Ancora niente libertà: il presidente della Regione Liguria Giovanni Toti resta ai domiciliari nella villa di Ameglia. Questa mattina il tribunale del Riesame ha depositato il suo verdetto, molto atteso dalla sua parte politica ma anche dall’opposizione e dal mondo imprenditoriale.
Un verdetto che mantiene lo stallo della politica ligure che dura ormai da più di due mesi. Ma anche un’ordinanza molto attesa dalla stessa Procura, il cui lavoro per la prima volta è finito al vaglio di magistrati che non si erano mai occupati finora dell’indagine.
Toti è stato arrestato lo scorso 7 maggio, accusato di corruzione e voto di scambio. Contestazioni che potrebbero aggravarsi nelle prossime settimane.

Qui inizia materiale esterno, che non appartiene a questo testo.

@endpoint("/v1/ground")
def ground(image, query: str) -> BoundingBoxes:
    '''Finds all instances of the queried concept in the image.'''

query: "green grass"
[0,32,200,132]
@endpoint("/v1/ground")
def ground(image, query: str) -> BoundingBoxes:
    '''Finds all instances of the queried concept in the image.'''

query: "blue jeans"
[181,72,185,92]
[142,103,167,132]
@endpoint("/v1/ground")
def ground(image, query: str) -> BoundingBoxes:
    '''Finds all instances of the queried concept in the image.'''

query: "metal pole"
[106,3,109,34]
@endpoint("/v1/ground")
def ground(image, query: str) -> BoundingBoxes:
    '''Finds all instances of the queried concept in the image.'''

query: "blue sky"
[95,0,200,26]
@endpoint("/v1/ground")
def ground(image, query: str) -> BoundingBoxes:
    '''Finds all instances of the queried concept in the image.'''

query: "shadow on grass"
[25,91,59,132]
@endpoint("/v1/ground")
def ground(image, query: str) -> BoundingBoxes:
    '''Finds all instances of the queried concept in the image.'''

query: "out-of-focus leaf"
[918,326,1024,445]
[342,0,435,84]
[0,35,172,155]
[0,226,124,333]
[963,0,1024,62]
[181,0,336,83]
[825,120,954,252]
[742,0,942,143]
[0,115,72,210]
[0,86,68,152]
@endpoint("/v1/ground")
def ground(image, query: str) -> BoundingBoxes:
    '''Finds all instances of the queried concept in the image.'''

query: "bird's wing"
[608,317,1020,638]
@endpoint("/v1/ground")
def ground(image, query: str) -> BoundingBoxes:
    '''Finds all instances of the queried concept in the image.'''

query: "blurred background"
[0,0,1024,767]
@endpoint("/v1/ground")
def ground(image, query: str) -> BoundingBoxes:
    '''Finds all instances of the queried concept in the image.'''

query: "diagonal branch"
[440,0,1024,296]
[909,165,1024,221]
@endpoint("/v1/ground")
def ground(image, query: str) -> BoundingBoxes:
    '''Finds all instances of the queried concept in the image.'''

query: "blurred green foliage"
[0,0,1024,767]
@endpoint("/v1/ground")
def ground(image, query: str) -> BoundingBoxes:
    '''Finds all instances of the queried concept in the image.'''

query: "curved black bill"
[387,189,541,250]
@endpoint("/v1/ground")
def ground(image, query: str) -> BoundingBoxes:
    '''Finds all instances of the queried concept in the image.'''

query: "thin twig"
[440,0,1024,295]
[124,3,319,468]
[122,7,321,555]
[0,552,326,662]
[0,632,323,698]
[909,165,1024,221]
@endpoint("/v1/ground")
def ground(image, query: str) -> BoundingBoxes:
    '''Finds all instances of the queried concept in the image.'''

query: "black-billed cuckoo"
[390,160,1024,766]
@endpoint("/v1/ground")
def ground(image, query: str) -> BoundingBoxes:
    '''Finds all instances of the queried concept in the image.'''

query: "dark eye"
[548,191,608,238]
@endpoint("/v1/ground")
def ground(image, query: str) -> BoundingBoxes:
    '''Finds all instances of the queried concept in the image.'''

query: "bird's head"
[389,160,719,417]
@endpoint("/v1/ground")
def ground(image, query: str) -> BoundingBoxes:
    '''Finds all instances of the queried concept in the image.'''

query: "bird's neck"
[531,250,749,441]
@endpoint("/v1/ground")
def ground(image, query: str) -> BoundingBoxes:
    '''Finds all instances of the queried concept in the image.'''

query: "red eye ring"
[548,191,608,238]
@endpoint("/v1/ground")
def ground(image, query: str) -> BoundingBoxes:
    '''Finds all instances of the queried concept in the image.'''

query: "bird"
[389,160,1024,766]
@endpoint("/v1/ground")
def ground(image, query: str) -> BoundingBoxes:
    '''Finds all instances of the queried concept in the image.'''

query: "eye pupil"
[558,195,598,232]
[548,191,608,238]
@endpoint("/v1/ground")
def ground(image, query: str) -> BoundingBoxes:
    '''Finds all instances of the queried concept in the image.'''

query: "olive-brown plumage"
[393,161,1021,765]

Sul fronte politico la decisione potrebbe avere pesanti ripercussioni e spingere a una riflessione da parte degli alleati del centro destra circa l’opportunità o meno di presentare delle dimissioni.
Le parole dei giudici
I giudici inchiodano Toti al suo comportamento: «Con Spinelli e Moncada (Esselunga, ndr) si è mosso non già come la figura ideale di pubblico amministratore che ha voluto delineare nella sua memoria ma quasi come l’amministratore di una società privata che concordi con taluni azionisti di riferimento le linee strategiche della propria azione gestionale».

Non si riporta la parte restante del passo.